«[...] O assédio na Universidade é de espectro largo e em alguns casos de assédio moral corresponde ao sentido da palavra no discurso militar, i. e., o que verdadeiramente o que se faz é cercar, sitiar. São casos de perseguição que duram, muitos deles, anos a fio. [...]»
É de um linguista britânico a célebre frase “conhecemos uma palavra pela companhia que mantém”, com a qual sumariava, na identificação do significado de uma palavra, a importância das palavras que mais vezes com ela ocorrem no discurso. Vem isto a propósito de assédio e universidade, duas palavras que têm tantas vezes aparecido juntas nos textos dos media nas últimas semanas. Mas nesses textos, que palavra tem ocorrido com a outra? Tem sido universidade que tem ocorrido com assédio ou assédio é que tem ocorrido com universidade? De um ponto de vista mediático, a palavra que gerou a ocorrência da outra terá sido assédio, pois essa foi a palavra que motivou tudo o que a propósito se escreveu. A associação de universidade a assédio é circunstancial, isto é, não tem função definidora, como assédio, tem sobretudo função modificadora, ajudando na definição do tipo de assédio: assédio na universidade. Ora, acontece que as palavras não são apenas palavras, formas, são também conceitos. E o conceito que está por detrás da expressão assédio na universidade é tudo menos um conceito simples, único e inequívoco.
Sem querer minimizar o valor da discussão gerada, ou das queixas apresentadas sobretudo na Universidade de Lisboa, mas também em outras universidades do país, diria que as situações reportadas não são as que mais identificam o assédio que existe na universidade. Não há dúvida de que existe assédio na universidade e que muito é de natureza sexual. Mas diria que o assédio que mais persiste na universidade portuguesa é o assédio moral. Em caso e noutro, moral e sexual, o que temos é o exercício do poder discriminatório sobre outrem, seja favorecendo alguém, por troca de bens e/ou serviços, seja também prejudicando alguém, por criação de dificuldades no acesso a bens e/ou serviços.
Em excelente artigo publicado no Diário de Notícias de 5 do corrente [05/05/2022], Fernanda Câncio chama a atenção para o facto de a Universidade de Lisboa ter aprovado em 2015 um código de conduta que afirma o assédio como uma conduta que o viola, mas que em momento algum providencia uma definição de assédio. A própria Fernanda Câncio não distingue no seu artigo a tipologia de assédio e refere como exemplos condenáveis casos que não são de assédio sexual, como os que vieram à tona na Faculdade de Direito da Universidade de Lisboa; no exemplo que refere, de professores que, na sala de aula, chamam burros aos seus alunos, estamos perante assédio moral.
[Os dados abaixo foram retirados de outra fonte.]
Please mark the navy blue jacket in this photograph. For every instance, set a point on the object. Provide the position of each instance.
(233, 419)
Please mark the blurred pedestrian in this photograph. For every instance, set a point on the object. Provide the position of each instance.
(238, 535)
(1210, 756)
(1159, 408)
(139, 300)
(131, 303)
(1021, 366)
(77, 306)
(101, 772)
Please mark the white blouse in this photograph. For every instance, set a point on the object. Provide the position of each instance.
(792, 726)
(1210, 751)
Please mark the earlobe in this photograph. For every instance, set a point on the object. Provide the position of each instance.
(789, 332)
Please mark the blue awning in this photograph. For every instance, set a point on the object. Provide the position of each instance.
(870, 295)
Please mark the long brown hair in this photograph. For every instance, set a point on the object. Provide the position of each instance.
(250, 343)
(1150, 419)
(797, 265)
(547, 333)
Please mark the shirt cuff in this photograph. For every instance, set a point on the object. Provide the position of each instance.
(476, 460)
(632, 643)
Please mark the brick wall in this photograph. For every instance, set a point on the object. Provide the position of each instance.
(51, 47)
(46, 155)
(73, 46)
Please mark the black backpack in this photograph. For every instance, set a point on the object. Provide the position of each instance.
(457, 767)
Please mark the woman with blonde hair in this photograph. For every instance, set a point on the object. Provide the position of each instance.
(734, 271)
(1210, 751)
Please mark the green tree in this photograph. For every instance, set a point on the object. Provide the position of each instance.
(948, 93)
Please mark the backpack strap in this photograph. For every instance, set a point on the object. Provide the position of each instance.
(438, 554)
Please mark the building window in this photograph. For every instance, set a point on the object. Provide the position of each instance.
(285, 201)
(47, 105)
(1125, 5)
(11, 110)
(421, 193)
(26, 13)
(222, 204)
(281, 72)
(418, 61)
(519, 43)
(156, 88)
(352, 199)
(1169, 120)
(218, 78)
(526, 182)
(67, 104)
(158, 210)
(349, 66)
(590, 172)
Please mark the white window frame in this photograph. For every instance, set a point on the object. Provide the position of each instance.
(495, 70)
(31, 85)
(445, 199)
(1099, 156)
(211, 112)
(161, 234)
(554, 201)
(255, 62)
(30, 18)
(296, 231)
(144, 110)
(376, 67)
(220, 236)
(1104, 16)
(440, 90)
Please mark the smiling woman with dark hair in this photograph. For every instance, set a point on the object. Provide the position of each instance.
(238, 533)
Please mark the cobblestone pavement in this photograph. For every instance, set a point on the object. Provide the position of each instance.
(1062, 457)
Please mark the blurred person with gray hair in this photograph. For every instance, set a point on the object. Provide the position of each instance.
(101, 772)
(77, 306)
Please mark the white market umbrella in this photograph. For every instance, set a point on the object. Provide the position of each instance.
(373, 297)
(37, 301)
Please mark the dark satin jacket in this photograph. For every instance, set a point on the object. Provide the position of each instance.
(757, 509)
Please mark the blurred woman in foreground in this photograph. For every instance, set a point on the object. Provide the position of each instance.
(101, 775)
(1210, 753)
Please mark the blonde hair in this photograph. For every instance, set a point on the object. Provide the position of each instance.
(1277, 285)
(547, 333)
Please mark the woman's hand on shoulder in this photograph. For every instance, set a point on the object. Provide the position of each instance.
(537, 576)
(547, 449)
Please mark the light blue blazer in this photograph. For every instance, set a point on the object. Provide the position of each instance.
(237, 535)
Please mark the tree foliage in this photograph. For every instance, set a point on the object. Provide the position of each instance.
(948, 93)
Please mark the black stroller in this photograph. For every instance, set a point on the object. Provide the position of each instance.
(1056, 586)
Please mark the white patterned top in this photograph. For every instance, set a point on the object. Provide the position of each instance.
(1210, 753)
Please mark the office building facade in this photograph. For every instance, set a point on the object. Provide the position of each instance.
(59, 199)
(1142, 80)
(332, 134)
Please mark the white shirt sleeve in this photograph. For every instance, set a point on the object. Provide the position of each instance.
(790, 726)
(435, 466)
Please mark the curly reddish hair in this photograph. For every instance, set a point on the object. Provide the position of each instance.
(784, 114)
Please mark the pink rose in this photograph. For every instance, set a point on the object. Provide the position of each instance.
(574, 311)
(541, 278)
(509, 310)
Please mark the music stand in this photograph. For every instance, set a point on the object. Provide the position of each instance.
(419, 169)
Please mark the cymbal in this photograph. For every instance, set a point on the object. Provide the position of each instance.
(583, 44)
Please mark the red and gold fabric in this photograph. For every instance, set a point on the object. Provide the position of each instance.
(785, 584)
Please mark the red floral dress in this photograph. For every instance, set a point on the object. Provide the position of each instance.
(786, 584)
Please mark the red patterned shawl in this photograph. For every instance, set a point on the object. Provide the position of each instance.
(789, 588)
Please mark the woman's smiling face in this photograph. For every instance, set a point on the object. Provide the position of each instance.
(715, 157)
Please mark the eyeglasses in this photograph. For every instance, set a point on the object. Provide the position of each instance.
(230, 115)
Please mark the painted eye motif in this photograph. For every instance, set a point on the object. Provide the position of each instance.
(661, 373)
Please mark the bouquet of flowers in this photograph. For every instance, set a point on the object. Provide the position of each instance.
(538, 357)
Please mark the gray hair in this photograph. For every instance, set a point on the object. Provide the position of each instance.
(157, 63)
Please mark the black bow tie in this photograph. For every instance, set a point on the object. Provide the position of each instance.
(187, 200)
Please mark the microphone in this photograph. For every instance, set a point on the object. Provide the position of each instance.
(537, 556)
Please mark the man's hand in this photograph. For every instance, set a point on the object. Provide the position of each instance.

São numerosos os casos de assédio moral que podem ser referidos. Muitos deles nem sequer são tomados como tal por quem é dele objeto ou, mais penoso, por quem exerce o poder do assédio. Os insultos aos alunos são comuns, mas comuns são também os casos de impedimento de escolhas de carreira ou de área científica – Vai escolher x para orientador(a) de dissertação/ tese? Não faça isso. É incompetente. Venha trabalhar comigo –, ou, mais grave ainda, os casos de favorecimento em concursos de acesso às diversas categorias da carreira académica. Uma significativa parte desses concursos viola a lei, seja por restrição de possibilidades de acesso, favorecendo um oponente, seja por discriminação de outros, impedindo-os de concorrer. São os chamados concursos com fotografia, ou, numa leitura mais negra da realidade, os concursos com NIF. O assédio na Universidade é de espectro largo e em alguns casos de assédio moral corresponde ao sentido que a palavra tem no discurso militar, i. e., são casos em que verdadeiramente o que se faz é cercar, sitiar. São casos de perseguição que duram, muitos deles, anos a fio. Note-se também que, seja na sua dimensão sexual seja na sua dimensão moral, o assédio nunca é unidimensional e nunca é unipessoal. Por exemplo, fundado num princípio de favorecimento, o assédio sexual não se restringe ou confina a essa troca ou imposição sexual, havendo outras vítimas, neste caso de assédio moral, que são prejudicadas, e por vezes perseguidas, como resultado do favorecimento da vítima inicial.
O assédio na Universidade é de espectro largo e em alguns casos de assédio moral corresponde ao sentido da palavra no discurso militar, i. e., o que verdadeiramente o que se faz é cercar, sitiar. São casos de perseguição que duram, muitos deles, anos a fio.
Tal como existe na universidade, o assédio resulta de sistemas de oportunidade e de acesso fundados numa cultura de medo, de ataque à autoestima da vítima e do seu reconhecimento de impossibilidades de prossecução de caminhos de carreira livres, dignificantes e gratificantes.
Nos últimos 20 anos as mulheres correspondem, em média, a cerca de 60% dos diplomados pelo ensino superior publico (57,6% em 2020); porém, as mulheres docentes no ensino superior público correspondem apenas, em média, nos mesmos 20 anos, a cerca de 43% dos docentes (45,6% em 2020, segundo a Pordata). A cultura universitária continua masculina e machista, como se depreende desta não correlação entre licenciados e docentes, discentes e docentes, do ensino superior. E esta cultura continua permeável ao favoritismo; ou melhor, ao nepotismo, favorecendo amigos e clientes, em detrimento de pessoas mais qualificadas. A motivação do nepotismo pode envolver diferentes dimensões: institucional (favorecimento de candidatos internos em detrimento de externos mais bem qualificados) ou científica (favorecimento de alguém de uma área científica em detrimento de uma de outra área, contra as necessidades da escola e a qualidade de outros candidatos). Mas pode também ter uma dimensão sexual e de género, como nos casos reportados publicamente e em todos os outros que urge denunciar.
Na universidade, nepotismo e assédio são duas faces da mesma realidade.
Sim, denunciem-se os casos que o movimento Me too tem contribuído para publicitar, que são sobretudo casos de assédio sexual da mulher por parte do homem e, na universidade, fundamentalmente de professores sobre alunas (e não só). Mas não se rasurem os casos de assédio moral, sobre os quais, lamentavelmente, assenta o quotidiano da instituição universitária portuguesa.
Artigo do professor universitário Carlos A. M. Gouveia , transcrito, com a devida vénia, da edição digital do jornal Público, de 23 de maio de 2022.